Teresita Deveza, deputy director of the BSP’s Department of Economic Statistics (DES), said results of the Business Expectations Survey (BES) for the third quarter showed the employment outlook and the number of firms with expansion plans increased for the fourth quarter.
Deveza said the employment outlook index for the fourth quarter increased to 22.3 percent from the previous quarter’s 20.7 percent.
“This indicates expectations of an overall increase in the number of new employees to be hired for the fourth quarter of the year,” she said.
She explained firms in the services and wholesale and retail trade sectors were more upbeat while companies engaged in the construction and industry sectors were less optimistic in their hiring intentions.
Despite the lower employment outlook for the industry sector, Deveza said the percentage of industrial firms with expansion plans increased to 32.9 percent from 29.1 percent last quarter.
She pointed out agriculture, fishery, and forestry recorded the strongest expansion plans, followed by electricity, gas and water, mining and quarrying, and manufacturing.
According to Deveza, companies have tagged domestic competition and insufficient demand as the major risks to their businesses.
Furthermore, companies see average inflation to fall within the two to four percent target set by the BSP.
Inflation averaged 1.9 percent in the first seven months of the year after easing to a new record low of 0.8 percent in July on the back of stable food and lower oil prices.
Companies also believe the peso would strengthen against the dollar with the anticipated strong inflows of overseas Filipinos’ remittances, business process outsourcing (BPO) services and tourism receipts, and foreign investments.
For the fourth quarter of the year, Deveza said business outlook turned more upbeat as the confidence index rose to 53.1 percent from the previous quarter’s 47.3 percent.

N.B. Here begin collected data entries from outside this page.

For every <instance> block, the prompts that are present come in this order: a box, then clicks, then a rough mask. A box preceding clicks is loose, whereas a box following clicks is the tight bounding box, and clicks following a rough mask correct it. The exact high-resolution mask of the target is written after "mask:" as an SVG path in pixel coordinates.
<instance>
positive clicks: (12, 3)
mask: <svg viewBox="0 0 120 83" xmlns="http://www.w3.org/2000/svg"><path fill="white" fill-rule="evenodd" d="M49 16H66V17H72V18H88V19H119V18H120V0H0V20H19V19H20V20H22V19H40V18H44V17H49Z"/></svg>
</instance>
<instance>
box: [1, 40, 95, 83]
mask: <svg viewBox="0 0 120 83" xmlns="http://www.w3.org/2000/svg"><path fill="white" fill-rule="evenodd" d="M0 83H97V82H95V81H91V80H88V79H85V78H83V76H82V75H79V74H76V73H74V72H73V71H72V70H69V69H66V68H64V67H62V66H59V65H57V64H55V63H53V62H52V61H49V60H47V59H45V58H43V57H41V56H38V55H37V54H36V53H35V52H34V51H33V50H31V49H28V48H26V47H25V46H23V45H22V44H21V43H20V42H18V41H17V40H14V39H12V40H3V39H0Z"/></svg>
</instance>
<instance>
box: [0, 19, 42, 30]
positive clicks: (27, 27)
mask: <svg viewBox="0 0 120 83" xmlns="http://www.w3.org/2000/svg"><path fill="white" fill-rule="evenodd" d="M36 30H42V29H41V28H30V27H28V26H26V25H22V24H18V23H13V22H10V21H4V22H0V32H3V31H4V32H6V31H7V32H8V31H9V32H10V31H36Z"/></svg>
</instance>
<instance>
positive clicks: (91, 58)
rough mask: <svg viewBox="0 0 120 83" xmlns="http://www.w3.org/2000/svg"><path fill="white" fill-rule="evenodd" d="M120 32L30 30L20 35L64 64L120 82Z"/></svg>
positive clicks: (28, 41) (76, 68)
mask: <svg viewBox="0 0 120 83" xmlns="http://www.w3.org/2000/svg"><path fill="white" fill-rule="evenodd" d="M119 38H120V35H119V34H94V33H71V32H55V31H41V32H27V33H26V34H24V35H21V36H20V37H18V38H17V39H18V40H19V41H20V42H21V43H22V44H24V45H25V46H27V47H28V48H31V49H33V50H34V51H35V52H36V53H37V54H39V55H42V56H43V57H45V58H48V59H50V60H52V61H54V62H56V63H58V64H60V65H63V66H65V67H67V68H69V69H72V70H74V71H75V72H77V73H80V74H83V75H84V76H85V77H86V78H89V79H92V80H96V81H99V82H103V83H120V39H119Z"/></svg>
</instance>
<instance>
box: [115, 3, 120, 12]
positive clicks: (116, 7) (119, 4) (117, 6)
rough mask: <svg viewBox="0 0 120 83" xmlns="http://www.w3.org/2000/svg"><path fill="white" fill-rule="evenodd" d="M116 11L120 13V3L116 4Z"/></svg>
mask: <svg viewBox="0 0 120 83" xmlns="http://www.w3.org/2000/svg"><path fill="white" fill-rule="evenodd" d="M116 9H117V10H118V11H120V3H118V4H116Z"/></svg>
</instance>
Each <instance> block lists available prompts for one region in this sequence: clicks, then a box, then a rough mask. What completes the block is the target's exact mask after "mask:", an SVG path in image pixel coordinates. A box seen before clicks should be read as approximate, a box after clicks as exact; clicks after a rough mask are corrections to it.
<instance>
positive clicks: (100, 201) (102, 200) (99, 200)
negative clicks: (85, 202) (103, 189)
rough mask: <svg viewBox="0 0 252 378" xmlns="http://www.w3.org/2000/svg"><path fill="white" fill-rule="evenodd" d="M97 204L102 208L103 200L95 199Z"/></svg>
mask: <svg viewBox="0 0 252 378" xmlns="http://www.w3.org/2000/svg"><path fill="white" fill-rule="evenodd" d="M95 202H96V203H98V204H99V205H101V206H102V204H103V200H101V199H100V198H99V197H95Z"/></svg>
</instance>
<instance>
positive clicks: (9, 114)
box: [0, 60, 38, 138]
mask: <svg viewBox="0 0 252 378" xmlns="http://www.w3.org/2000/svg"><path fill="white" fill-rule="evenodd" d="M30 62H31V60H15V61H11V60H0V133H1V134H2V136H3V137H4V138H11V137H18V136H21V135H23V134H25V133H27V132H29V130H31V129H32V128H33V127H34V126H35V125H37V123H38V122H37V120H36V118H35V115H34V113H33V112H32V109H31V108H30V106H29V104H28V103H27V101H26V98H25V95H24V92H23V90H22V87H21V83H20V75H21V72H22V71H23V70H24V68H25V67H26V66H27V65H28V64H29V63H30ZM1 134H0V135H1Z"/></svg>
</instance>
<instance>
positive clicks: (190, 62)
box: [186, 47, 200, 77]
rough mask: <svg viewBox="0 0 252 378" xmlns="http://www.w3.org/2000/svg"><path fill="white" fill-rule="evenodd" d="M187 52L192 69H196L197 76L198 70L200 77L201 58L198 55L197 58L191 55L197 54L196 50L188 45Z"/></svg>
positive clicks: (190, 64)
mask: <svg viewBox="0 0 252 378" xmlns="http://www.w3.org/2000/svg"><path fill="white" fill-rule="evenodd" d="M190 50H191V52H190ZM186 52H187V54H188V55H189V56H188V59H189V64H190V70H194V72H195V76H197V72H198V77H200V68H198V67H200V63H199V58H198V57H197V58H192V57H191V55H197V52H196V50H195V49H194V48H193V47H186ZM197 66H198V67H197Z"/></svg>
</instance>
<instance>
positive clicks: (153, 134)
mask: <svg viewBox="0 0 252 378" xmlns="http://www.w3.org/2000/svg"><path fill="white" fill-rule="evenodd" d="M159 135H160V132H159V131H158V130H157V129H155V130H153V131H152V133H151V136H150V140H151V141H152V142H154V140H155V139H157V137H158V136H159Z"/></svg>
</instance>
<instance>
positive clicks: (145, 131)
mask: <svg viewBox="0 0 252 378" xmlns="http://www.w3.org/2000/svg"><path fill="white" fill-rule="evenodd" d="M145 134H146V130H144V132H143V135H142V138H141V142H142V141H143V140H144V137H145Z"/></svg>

“This reading suggests sustained economic growth in the last quarter of 2015,” she added.
The more positive outlook in the fourth quarter was traced to the expected uptick in consumer demand during the holiday, harvest, and milling season.
She also cited the increase in sales and orders translating to higher volume of production, business expansion in retail trade, manufacturing, finance, and business process outsourcing services.
Economic managers penned a gross domestic product (GDP) growth of between seven and eight percent this year. However, the GDP growth slowed down to 5.3 percent in the first half of the year from 6.4 percent in the same period last year due to lack of government spending and weak global demand.